That brought about Phase 3.

Phase 3

The new wastewater treatment plant improvements will solve the city’s persistent wastewater screening problems for the next 20 years, if all goes well.

It will also solve the problems with the UV disinfectant system and replace old equipment, said Lande.

“The biggest component is our new headworks facility,” he said. “The headworks is essentially the first part of the treatment process, where all the raw wastewater enters the treatment plant, including screening, pumping, grit removal, odor control and the supporting equipment. There’s a lot to it but that’s the nuts and bolts.”

Currently grit from streets gets into the system and wears out pumps and seals quickly.
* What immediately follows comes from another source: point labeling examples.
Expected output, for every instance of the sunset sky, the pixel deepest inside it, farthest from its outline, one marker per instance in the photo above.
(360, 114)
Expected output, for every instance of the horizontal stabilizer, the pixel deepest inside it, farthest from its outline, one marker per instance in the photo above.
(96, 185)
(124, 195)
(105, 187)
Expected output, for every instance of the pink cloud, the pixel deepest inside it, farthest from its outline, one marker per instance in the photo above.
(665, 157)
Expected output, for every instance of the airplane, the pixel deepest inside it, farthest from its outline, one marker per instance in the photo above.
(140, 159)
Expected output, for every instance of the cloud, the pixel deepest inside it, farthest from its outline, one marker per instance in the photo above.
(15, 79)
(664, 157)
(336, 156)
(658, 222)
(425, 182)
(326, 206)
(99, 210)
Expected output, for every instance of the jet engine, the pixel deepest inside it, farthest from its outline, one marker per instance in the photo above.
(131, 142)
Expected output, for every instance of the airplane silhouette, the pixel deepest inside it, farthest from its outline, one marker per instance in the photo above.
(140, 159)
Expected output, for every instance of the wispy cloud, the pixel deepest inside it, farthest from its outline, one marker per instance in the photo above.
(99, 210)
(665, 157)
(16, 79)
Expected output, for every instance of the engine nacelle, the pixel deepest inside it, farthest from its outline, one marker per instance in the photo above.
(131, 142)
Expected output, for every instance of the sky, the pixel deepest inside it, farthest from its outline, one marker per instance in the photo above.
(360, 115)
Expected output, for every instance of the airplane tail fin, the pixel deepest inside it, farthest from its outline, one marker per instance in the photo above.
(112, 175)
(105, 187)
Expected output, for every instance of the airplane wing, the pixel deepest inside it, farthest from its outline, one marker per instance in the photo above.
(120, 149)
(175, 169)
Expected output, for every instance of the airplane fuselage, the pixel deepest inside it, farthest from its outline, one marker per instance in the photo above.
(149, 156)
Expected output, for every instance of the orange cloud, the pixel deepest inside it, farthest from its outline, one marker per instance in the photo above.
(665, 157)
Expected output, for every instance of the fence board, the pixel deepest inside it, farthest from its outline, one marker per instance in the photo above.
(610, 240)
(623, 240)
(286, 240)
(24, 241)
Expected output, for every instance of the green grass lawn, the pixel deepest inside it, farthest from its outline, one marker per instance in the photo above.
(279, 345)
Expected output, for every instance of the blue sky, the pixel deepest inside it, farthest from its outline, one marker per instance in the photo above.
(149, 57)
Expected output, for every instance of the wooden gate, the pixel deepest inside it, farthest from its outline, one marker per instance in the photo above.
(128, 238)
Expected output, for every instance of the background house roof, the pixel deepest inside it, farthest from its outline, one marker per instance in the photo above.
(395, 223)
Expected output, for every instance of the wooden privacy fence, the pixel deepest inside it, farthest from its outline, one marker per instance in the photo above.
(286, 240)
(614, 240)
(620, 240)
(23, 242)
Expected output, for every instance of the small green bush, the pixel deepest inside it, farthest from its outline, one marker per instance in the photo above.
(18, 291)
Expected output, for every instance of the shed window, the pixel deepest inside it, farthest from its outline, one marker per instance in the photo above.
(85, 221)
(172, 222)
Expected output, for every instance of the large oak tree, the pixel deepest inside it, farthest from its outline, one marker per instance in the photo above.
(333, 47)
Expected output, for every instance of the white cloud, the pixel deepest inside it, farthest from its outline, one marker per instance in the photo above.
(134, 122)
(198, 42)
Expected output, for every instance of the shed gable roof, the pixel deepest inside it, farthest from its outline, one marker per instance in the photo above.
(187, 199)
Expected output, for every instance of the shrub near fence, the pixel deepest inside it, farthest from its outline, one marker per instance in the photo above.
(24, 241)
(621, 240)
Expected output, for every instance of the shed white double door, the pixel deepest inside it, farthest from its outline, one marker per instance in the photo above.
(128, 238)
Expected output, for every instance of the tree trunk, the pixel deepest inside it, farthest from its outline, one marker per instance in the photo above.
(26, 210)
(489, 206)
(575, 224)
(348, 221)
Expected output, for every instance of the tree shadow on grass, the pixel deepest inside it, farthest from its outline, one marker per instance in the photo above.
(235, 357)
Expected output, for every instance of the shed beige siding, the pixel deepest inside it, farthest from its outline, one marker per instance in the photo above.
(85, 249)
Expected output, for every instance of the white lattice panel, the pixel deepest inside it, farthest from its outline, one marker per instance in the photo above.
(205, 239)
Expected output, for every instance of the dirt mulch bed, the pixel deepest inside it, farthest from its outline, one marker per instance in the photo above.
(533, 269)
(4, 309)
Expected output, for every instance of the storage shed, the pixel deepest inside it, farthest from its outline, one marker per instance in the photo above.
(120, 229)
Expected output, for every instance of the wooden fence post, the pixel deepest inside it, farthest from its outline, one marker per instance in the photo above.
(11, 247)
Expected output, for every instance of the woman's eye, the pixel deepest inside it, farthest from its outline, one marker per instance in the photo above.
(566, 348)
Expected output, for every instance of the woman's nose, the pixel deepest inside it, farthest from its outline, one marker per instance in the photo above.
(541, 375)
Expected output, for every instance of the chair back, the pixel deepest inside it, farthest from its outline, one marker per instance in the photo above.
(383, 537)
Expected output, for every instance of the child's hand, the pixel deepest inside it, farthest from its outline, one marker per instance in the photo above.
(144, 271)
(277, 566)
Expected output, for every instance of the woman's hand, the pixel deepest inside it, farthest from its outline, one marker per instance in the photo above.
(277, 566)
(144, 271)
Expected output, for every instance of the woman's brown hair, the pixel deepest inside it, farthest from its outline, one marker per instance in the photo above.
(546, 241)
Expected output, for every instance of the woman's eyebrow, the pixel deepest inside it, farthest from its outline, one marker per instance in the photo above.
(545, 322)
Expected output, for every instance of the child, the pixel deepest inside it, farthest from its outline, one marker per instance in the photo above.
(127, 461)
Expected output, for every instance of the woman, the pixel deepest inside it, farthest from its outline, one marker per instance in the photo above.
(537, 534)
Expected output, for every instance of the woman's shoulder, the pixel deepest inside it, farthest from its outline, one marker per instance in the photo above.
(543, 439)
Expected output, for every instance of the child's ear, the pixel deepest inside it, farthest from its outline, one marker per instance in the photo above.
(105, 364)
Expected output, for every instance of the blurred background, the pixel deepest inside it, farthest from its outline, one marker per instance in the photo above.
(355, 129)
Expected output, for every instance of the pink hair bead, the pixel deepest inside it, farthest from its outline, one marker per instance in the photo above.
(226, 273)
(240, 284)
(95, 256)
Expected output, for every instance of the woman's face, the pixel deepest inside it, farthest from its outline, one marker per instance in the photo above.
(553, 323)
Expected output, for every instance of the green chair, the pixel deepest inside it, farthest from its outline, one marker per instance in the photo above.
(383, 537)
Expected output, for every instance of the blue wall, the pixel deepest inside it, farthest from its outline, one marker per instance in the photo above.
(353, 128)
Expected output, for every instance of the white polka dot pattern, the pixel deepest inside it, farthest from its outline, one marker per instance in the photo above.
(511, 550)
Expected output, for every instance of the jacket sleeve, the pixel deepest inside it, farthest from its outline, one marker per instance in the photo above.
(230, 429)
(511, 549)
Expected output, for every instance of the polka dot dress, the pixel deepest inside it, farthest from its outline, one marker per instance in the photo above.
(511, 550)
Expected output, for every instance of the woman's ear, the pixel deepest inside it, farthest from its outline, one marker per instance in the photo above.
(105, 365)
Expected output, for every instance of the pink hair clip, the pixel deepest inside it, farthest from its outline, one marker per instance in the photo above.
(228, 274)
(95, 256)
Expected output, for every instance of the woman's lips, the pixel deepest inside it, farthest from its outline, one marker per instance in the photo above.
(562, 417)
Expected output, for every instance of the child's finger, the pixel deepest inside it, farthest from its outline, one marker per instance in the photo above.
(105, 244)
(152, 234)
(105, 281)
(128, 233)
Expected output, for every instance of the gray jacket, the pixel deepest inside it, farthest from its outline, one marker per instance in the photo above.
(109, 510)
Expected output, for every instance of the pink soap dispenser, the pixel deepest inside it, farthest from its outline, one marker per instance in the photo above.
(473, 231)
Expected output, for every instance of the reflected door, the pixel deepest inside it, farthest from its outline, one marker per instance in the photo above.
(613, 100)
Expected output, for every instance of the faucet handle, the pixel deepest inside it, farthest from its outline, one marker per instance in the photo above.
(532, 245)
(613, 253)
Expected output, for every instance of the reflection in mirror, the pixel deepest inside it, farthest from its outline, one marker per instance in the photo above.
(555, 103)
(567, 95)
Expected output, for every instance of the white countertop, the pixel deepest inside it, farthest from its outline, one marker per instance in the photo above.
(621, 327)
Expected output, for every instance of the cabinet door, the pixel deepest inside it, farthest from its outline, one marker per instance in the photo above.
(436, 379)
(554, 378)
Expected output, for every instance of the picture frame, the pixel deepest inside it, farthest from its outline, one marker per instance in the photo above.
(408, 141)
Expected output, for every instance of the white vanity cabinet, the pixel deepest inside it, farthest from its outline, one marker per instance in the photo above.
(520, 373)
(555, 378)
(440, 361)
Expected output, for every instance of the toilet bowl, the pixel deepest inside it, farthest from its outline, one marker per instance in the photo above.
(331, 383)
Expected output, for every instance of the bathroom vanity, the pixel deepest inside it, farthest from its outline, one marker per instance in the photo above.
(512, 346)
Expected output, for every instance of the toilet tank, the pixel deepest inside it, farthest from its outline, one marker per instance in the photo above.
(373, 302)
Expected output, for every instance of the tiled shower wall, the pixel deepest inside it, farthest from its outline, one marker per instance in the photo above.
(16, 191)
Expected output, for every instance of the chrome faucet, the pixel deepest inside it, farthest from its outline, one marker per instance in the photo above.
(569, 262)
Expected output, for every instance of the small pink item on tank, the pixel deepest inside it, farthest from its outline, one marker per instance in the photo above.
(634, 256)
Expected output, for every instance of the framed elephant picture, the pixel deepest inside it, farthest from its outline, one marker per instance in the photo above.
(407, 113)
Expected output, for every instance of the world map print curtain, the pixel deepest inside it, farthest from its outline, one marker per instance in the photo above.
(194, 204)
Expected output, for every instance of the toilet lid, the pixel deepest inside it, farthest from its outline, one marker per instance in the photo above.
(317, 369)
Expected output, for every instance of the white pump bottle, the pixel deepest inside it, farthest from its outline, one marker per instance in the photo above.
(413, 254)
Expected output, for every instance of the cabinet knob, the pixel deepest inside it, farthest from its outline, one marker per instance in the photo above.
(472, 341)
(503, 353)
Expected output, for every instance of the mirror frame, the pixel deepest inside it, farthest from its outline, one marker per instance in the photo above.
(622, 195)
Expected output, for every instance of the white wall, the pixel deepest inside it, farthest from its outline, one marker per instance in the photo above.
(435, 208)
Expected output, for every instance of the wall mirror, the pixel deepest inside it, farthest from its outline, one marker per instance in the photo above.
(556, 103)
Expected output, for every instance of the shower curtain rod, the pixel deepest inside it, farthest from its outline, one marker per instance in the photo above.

The new system will have more robust grit removal equipment.

Also, pumps that move water from the plant to the river will be larger, to allow the city to pump water into the river more easily when the river is high.

Pipes that weren’t big enough to handle peak flows–flows can increase 300 percent during the winter months–will be replaced.

Some of the upgrades have already taken place. The new UV lights are already disinfecting water to state standards. And the improvements to the hydraulic system means the system is running more efficiently and wasting a lot less electricity, said Lande, calling the upgrades a vast improvement.

The project isn’t cheap. It will cost a little less than the city forecasted, fortunately. The winning contractors bid came in at $8.6 million, lower than estimated. But design costs and other expenses will push the final cost over $10 million.

The city had some money set aside to apply to the upgrade, but utilities have to pay for themselves-they can’t use money from other funds– and the city had been reluctant to raise utility rates in recent years. That meant the city had to come up with a lot more than it had on hand.

So in 2010, the city council approved a 10-year bond to pay for it all, and approved the three annual rate hikes to meet the cost.

Future growth

Phase 4, in which new clarifiers would be added among other planned improvements, was scheduled for 2014, but that won’t happen now, said Lande.

“They aren’t required at this time; we aren’t building homes anymore,” he said. “Phase 4 is within the 10-year window.”

Much farther into the future, the city plans Phase 5, which will include an anaerobic digestion system.

But for now, Lande is looking forward to taking over the operation of the newly upgraded plant in February.

So is the entire crew who works at the plant, said Lande, rocking back in his chair at the lunchroom table.

“This new plant can’t be done soon enough for the folks that eat lunch at this table,” he said.